Microsoft Opens Windows 8 Sneak Preview to the Masses
The consumer preview version of Windows 8 is live and available as a free download. Microsoft's next-generation operating system includes interface elements like Metro, giving it a feel similar to that of a mobile device. Mobile is on Microsoft's mind with Windows 8 in other ways too -- once in full release, the OS will begin shipping on tablets, finally giving the company an answer to the iPad.
Feb 29, 2012 11:41 AM PT
Microsoft launched its Windows 8 Consumer Preview at the Mobile World Congress in Barcelona on Wednesday.
The OS features a user interface similar to the one found on the Windows Phone mobile OS. It was designed to work on mobile devices, desktop PCs and all-in-one devices. Users can store settings and files in the cloud for access from any Windows 8 device. The OS also introduces charms, which speed up navigation around the OS.
Windows 8 also has a high level of built-in security and a factory reset and refresh, which eliminates the need to burn a restore disk from which to boot up when there's a system crash or a malware infection.
Microsoft also provided Windows 8 users access to its app store, called "Windows Store," as of Wednesday. This has a variety of free apps from the company as well as from third parties.
Windows 8 can be downloaded here.
What Windows 8 Offers
Windows 8's interfaces uses tiles in much the same way as Windows Phone. Users can launch apps, switch between tasks, share content and check notifications from the Start screen. They can also customize the start screen.
Windows 8 offers access to files, documents and photographs in the cloud, whether they're on Microsoft's SkyDrive service, Facebook or Google's Flickr. Users can also connect their favorite cloud services, including LinkedIn and Twitter, to their Microsoft account in the cloud.
The OS' Search charm lets users search on the PC, within apps such as the Internet Explorer browser, and on the Web. The "Devices" charm lets users do things like stream a movie they're watching in the Video app to an Xbox unit to run it on a TV.
Security has been upped.
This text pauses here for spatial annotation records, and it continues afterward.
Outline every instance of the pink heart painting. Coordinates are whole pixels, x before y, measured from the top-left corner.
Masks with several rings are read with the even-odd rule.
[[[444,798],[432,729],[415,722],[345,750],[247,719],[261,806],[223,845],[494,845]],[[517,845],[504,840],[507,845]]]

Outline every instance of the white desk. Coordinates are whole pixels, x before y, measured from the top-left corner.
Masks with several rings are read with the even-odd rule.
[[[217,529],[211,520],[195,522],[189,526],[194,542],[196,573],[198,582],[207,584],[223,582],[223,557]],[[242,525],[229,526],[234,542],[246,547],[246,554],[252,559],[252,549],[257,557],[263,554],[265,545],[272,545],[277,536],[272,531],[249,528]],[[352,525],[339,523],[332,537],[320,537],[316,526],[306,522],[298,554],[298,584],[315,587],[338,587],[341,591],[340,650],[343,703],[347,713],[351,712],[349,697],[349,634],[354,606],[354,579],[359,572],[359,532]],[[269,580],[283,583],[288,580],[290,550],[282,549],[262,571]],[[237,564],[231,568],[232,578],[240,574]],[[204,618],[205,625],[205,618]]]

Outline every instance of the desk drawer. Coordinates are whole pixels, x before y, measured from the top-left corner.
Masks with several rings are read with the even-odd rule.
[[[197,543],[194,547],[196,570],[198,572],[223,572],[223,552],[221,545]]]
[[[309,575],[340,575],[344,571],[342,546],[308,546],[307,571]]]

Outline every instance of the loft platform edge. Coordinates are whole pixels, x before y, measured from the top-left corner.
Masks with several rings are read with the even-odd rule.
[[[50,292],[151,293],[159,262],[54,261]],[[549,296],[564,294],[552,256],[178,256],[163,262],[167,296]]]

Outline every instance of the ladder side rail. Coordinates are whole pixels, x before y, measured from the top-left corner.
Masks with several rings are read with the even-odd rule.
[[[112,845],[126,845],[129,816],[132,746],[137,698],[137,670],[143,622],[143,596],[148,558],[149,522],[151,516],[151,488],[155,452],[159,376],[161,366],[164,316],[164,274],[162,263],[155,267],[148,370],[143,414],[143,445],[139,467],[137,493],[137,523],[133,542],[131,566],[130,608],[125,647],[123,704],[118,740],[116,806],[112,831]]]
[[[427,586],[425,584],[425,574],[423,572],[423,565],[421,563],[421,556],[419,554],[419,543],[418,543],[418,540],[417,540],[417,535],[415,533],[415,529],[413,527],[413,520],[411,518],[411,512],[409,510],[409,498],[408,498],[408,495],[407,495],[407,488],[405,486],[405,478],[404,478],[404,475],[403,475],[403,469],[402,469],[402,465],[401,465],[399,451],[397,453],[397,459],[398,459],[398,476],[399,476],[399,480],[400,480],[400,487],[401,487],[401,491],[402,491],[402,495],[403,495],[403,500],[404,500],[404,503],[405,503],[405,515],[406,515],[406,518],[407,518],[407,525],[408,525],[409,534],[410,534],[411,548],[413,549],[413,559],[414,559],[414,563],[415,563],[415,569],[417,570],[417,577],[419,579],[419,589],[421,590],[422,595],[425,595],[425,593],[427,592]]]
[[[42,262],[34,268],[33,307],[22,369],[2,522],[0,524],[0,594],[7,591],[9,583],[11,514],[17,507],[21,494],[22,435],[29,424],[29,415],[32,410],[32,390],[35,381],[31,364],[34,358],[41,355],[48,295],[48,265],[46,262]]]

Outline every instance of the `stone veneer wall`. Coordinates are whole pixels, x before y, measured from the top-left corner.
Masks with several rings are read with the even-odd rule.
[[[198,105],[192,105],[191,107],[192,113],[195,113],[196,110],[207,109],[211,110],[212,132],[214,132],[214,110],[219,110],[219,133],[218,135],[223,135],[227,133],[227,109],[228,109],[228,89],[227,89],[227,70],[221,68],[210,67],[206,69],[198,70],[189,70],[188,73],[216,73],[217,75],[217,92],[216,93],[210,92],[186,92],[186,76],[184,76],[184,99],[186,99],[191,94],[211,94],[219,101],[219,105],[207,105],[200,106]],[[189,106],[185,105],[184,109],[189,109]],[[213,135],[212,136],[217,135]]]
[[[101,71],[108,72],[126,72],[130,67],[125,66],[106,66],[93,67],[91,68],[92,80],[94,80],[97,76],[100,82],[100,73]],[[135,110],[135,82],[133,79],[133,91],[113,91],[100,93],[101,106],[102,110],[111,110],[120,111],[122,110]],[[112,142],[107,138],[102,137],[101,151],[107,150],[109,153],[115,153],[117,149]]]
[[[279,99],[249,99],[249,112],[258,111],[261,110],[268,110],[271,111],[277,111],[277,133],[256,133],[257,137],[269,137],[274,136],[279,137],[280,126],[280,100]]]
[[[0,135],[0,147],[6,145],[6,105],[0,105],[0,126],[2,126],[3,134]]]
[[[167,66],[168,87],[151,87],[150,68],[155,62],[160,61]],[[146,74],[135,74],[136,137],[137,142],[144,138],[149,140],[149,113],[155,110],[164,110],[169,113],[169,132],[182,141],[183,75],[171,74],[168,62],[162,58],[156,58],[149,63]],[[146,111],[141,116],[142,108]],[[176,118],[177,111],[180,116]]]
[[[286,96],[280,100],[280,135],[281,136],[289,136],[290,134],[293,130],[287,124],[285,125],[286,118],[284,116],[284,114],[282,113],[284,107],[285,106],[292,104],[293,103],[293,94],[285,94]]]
In addition to the SmartScreen Filter in IE 10, Windows Defender in Windows 8 will automatically detect and try to remove malware.
Tilting at Apple
Windows 8 might prove to be a serious challenger to Apple, at least in the tablet scene.
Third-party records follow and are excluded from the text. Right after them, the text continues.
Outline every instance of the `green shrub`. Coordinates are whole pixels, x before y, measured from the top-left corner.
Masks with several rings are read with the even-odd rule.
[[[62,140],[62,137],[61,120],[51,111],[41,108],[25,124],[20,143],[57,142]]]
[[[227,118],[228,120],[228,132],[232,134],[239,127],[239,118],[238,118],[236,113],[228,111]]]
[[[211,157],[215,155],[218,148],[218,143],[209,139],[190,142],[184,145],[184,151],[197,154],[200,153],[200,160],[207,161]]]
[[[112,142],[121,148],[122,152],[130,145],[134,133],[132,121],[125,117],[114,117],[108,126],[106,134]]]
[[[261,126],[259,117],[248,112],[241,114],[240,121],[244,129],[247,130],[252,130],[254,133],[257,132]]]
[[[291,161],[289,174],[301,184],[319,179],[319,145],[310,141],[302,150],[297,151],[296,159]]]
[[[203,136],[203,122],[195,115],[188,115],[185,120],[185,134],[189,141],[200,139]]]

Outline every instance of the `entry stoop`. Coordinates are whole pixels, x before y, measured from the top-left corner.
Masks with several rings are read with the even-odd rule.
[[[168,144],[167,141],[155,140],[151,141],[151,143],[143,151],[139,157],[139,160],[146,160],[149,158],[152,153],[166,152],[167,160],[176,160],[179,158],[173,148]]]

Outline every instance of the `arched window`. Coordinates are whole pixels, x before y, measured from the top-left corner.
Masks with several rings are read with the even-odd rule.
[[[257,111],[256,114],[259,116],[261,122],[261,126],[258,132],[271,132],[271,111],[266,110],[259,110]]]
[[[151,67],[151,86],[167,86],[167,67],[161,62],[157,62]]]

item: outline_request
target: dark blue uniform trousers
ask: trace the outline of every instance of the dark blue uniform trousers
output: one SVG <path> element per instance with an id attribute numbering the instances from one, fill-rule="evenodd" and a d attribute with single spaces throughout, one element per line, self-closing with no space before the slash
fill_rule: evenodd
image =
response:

"The new application framework and the app store are likely the biggest features for consumers," opined Wes Miller, an analyst at Directions on Microsoft. They'll provide "a new experience" that could let Windows tablets compete with the iPad, he told TechNewsWorld.
Windows 8 "gives consumers a chance to have a no-compromise tablet experience," suggested Rob Enderle, principal analyst at the Enderle Group.
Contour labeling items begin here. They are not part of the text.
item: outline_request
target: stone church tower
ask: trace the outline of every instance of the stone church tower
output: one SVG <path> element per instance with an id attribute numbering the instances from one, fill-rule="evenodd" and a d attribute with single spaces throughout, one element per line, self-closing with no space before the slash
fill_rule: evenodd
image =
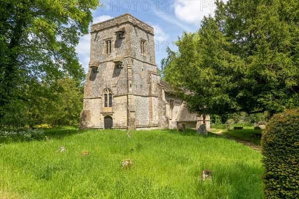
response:
<path id="1" fill-rule="evenodd" d="M 156 72 L 153 28 L 126 13 L 92 25 L 91 33 L 80 128 L 175 127 L 185 108 Z M 192 115 L 186 122 L 207 123 Z"/>

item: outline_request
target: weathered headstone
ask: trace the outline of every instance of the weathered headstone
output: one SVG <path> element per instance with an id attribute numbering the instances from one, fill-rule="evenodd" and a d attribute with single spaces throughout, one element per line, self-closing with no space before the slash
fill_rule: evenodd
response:
<path id="1" fill-rule="evenodd" d="M 186 125 L 184 124 L 178 124 L 176 130 L 178 132 L 185 132 Z"/>
<path id="2" fill-rule="evenodd" d="M 259 127 L 261 128 L 264 129 L 266 128 L 266 121 L 260 121 L 258 122 L 258 124 L 259 124 Z"/>
<path id="3" fill-rule="evenodd" d="M 60 148 L 59 148 L 59 149 L 58 149 L 57 152 L 63 152 L 66 151 L 66 149 L 65 148 L 65 147 L 64 146 L 61 146 Z"/>
<path id="4" fill-rule="evenodd" d="M 227 122 L 227 130 L 230 130 L 231 129 L 231 124 L 232 123 L 232 121 L 229 121 L 228 122 Z"/>
<path id="5" fill-rule="evenodd" d="M 211 181 L 213 180 L 213 173 L 210 170 L 203 170 L 201 172 L 201 176 L 200 176 L 200 181 L 203 182 L 206 181 Z"/>
<path id="6" fill-rule="evenodd" d="M 208 131 L 206 128 L 205 124 L 202 124 L 199 126 L 199 128 L 197 129 L 197 133 L 205 135 L 208 135 Z"/>
<path id="7" fill-rule="evenodd" d="M 89 151 L 82 151 L 80 154 L 81 157 L 89 156 Z"/>
<path id="8" fill-rule="evenodd" d="M 135 168 L 133 163 L 130 159 L 122 160 L 121 166 L 122 168 L 124 169 Z"/>

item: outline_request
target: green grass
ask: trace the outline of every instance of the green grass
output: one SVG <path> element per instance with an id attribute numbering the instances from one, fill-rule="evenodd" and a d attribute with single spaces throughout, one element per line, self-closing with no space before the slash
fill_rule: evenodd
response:
<path id="1" fill-rule="evenodd" d="M 257 145 L 261 145 L 261 137 L 258 137 L 254 133 L 261 133 L 261 130 L 254 130 L 252 128 L 244 128 L 242 130 L 231 130 L 230 131 L 224 131 L 222 132 L 225 135 L 236 137 L 252 142 Z"/>
<path id="2" fill-rule="evenodd" d="M 0 198 L 263 198 L 261 155 L 247 146 L 189 129 L 131 133 L 56 128 L 48 140 L 0 144 Z M 134 169 L 121 168 L 125 159 Z"/>

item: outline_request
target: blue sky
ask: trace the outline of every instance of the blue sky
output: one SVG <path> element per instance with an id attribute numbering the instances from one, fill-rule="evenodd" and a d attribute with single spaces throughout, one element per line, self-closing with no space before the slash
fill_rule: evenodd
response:
<path id="1" fill-rule="evenodd" d="M 101 0 L 103 6 L 93 11 L 96 23 L 129 13 L 154 28 L 156 64 L 167 56 L 168 46 L 176 49 L 173 42 L 185 31 L 194 32 L 200 26 L 204 15 L 213 14 L 214 0 Z M 90 34 L 82 37 L 76 47 L 80 62 L 88 70 Z"/>

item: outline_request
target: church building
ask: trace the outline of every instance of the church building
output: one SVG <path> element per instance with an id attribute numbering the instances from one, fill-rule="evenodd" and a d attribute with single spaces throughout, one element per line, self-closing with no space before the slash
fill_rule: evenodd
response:
<path id="1" fill-rule="evenodd" d="M 152 27 L 126 13 L 92 25 L 81 128 L 198 128 L 208 115 L 188 111 L 156 72 Z"/>

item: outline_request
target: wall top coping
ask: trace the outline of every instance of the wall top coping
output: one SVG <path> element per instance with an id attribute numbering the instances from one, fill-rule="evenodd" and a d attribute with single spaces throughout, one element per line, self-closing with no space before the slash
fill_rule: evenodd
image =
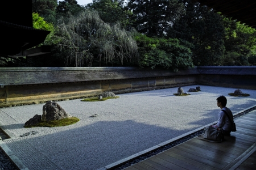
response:
<path id="1" fill-rule="evenodd" d="M 133 67 L 0 67 L 0 84 L 16 86 L 199 74 L 256 75 L 256 66 L 199 66 L 177 72 Z"/>
<path id="2" fill-rule="evenodd" d="M 209 69 L 250 69 L 256 70 L 256 66 L 195 66 L 193 68 L 199 70 Z M 0 67 L 0 72 L 5 71 L 83 71 L 83 70 L 166 70 L 164 69 L 141 69 L 137 67 Z"/>

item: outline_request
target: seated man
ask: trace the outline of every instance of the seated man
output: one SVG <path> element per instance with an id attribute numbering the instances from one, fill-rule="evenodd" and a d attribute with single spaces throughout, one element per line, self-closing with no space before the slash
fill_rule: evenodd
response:
<path id="1" fill-rule="evenodd" d="M 227 100 L 224 96 L 221 96 L 217 98 L 217 105 L 221 108 L 221 110 L 224 110 L 229 114 L 229 117 L 232 122 L 234 121 L 233 114 L 231 110 L 226 107 Z M 226 115 L 225 112 L 221 110 L 218 113 L 218 123 L 216 125 L 213 125 L 214 128 L 222 128 L 223 134 L 224 135 L 229 135 L 231 132 L 231 123 L 229 118 Z"/>

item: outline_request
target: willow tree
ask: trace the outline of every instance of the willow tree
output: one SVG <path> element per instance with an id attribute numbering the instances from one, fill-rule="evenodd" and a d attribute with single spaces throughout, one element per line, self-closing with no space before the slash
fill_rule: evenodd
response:
<path id="1" fill-rule="evenodd" d="M 98 55 L 106 63 L 114 59 L 122 64 L 136 60 L 138 47 L 132 33 L 121 28 L 119 23 L 104 23 L 97 11 L 86 10 L 76 16 L 61 18 L 56 37 L 67 66 L 74 61 L 81 66 L 86 61 L 90 66 Z"/>

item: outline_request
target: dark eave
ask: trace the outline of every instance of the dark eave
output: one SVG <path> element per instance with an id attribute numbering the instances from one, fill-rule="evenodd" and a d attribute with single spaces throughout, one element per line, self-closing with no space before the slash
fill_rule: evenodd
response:
<path id="1" fill-rule="evenodd" d="M 192 0 L 253 28 L 256 27 L 255 0 Z"/>

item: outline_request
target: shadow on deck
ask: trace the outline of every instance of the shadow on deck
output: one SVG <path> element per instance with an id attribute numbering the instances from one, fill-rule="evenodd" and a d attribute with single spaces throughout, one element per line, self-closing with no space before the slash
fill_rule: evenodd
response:
<path id="1" fill-rule="evenodd" d="M 222 143 L 196 137 L 125 169 L 255 169 L 256 110 L 234 121 L 237 131 Z"/>

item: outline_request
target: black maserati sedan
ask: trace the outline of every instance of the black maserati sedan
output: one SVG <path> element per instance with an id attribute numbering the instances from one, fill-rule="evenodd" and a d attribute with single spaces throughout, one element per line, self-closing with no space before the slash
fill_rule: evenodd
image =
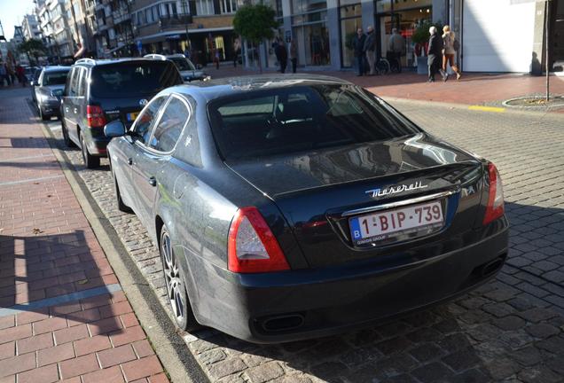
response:
<path id="1" fill-rule="evenodd" d="M 158 244 L 184 330 L 341 332 L 464 293 L 507 254 L 494 164 L 342 80 L 176 86 L 105 132 L 117 203 Z"/>

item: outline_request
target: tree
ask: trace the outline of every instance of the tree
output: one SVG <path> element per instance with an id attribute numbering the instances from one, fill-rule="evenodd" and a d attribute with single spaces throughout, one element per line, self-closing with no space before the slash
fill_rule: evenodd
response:
<path id="1" fill-rule="evenodd" d="M 35 59 L 35 64 L 39 64 L 39 56 L 45 54 L 47 48 L 41 40 L 28 39 L 18 45 L 18 51 L 26 53 L 27 59 L 29 59 L 30 55 L 33 56 Z"/>
<path id="2" fill-rule="evenodd" d="M 272 8 L 262 4 L 246 4 L 240 7 L 233 18 L 233 29 L 241 37 L 258 45 L 264 39 L 274 37 L 278 22 L 274 19 Z M 259 71 L 262 73 L 261 55 L 258 56 Z"/>

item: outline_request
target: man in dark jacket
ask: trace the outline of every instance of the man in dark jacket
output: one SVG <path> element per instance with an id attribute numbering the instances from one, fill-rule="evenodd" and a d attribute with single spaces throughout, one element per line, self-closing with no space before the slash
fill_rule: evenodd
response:
<path id="1" fill-rule="evenodd" d="M 358 66 L 358 74 L 363 75 L 364 73 L 364 42 L 366 35 L 363 33 L 363 28 L 356 29 L 356 35 L 353 39 L 353 51 Z"/>
<path id="2" fill-rule="evenodd" d="M 278 45 L 274 49 L 274 54 L 278 63 L 280 63 L 280 73 L 286 72 L 286 67 L 288 65 L 288 50 L 282 40 L 278 41 Z"/>
<path id="3" fill-rule="evenodd" d="M 427 51 L 427 66 L 429 67 L 429 78 L 427 82 L 435 82 L 435 74 L 443 71 L 440 69 L 443 60 L 443 38 L 436 33 L 436 27 L 431 27 L 429 28 L 429 45 Z"/>

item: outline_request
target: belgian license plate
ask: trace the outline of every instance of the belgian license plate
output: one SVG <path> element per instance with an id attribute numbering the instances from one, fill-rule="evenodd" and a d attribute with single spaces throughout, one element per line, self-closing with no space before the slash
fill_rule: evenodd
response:
<path id="1" fill-rule="evenodd" d="M 358 246 L 441 227 L 443 222 L 443 207 L 435 201 L 350 218 L 349 225 Z"/>
<path id="2" fill-rule="evenodd" d="M 128 121 L 135 121 L 136 118 L 139 115 L 139 112 L 133 112 L 128 113 Z"/>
The tablets available now "tend to be very light on productivity tools, and there isn't a really good office app for either Android or iOS," Enderle told TechNewsWorld. "Having Office on a tablet means users could actually live on one and get the benefit of a light product with 10 hours or so of battery life."
Other Reactions to Windows 8 for Consumers
Microsoft should have offered the option to disable the Start Page or "at least restore" the Start Menu for enterprise customers running x86 and 64-bit versions of Windows, Miller suggested. However, he doesn't expect it to do this "since Microsoft is betting big on Metro-based applications."
Redmond "isn't releasing an ARM-based beta [for Windows 8 Consumer Preview], so it falls short, but otherwise this is consistent with what was announced earlier, with improvements over what was provided to developers last year," Enderle stated. He was referring to the Windows 8 developer preview Microsoft released at its BUILD conference in September.
If Windows 8 can do what Android does best -- let users take their apps and settings across multiple PCs as claimed -- and "match this experience with a fully featured platform, [Microsoft] will have a win," Enderle said. "Plus, they'll have removed one of the biggest impediments to upgrades and migration [vis-a-vis the competition]."
It currently takes two to five hours to migrate to a new Windows PC, "a fraction of that" for iOS and even less for Android, Enderle pointed out. "If Microsoft can close or eliminate that performance gap, they'll dramatically reduce the risk of losing more customers and might even get a significant number [of them] back."
Microsoft spokesperson Lacretia Taylor declined to provide further comment.